I would learn later that Villanelle had felt the same way. That while working as the Twelve’s star assassin had its professional and material rewards, she had begun to crave an excitement that routine political murders didn’t deliver. She had developed an appetite for danger. She wanted to lure a pursuer onto her trail, someone worthy of her mettle. She wanted to dance on the razor’s edge. She wanted me.
Niko loved me, and I’d always felt safe in his arms, but the games that Villanelle played were satanically addictive. It took Simon’s murder to awaken me to the boundless range of her psychopathy. I hated her after that, which was what she intended. She wanted to show me the worst of herself, to see if I’d back off. Of course I only came after her all the harder, which delighted her, but then Villanelle never drew any distinction between hate and desire, between pursuit and courtship, and in the end, neither did I.
When did I lose perspective? Was it in Venice, when I discovered that she’d been there a month earlier with another woman, a lover, and I found myself transfixed with jealousy? Or was it earlier, by the side of the motorway, when she told me that after climbing into my hotel room on that monsoon night in Shanghai, she’d sat and gazed at me as I slept? It doesn’t matter anymore. What matters is that when Villanelle asked me to come with her, to walk out of my life and leave behind everything and everyone I’d ever known, I did so without hesitation.
I knew, by then, that I’d been living a lie. That from the time I’d first been approached by Richard Edwards, I’d been brilliantly, artfully deceived. When Richard asked me to investigate Villanelle and the Twelve I flattered myself that he was impressed by my intuitive and deductive skills. In fact he’d been a fully paid‑up asset of the Twelve all along, and wanted to use me to test the organization’s security. It was a classic false flag operation, and by conducting it off the books, for reasons that made perfect sense to me at the time, he ensured that no one at MI6 got wind of it.
I had begun to suspect that I’d been used in this way, but it was Villanelle who finally confirmed it. She’s a psychopath and a habitual liar, but she was the only one who told me the truth. She showed me, dispassionately, just how easily I’d been manipulated. Listening to her was like watching an elaborate stage set being dismantled, and suddenly seeing ropes and pulleys and raw brickwork. She told me that she’d been given her next target, and that it was me. I’d discovered more than I was meant to. I wasn’t the Twelve’s dupe any longer, I was a liability.
The encounter, and its aftermath, was classic Villanelle. I’d just returned from a horrendous few days in Moscow, and when I got back to my flat I found her in the bath, washing her hair.
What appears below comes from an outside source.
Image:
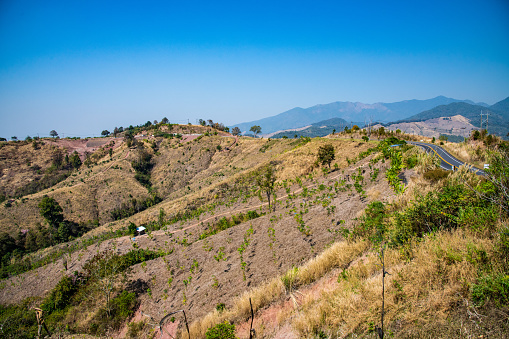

A 9mm Sig Sauer was lying between the taps, and she was wearing latex gloves. I was pretty sure she meant to shoot me. Villanelle is coy about how many people she’s killed. She just says “normal amount,” but I’d guess that the figure is nineteen, maybe twenty victims.
We had to stage my death. Then we had to disappear.
So that’s what we did, and soon we were racing through the night on her Ducati motorcycle, my arms wrapped tightly around her, heading north. Villanelle didn’t really give me a choice, but then I didn’t want her to. I was ready to cut the ground from beneath me. I was ready to fly.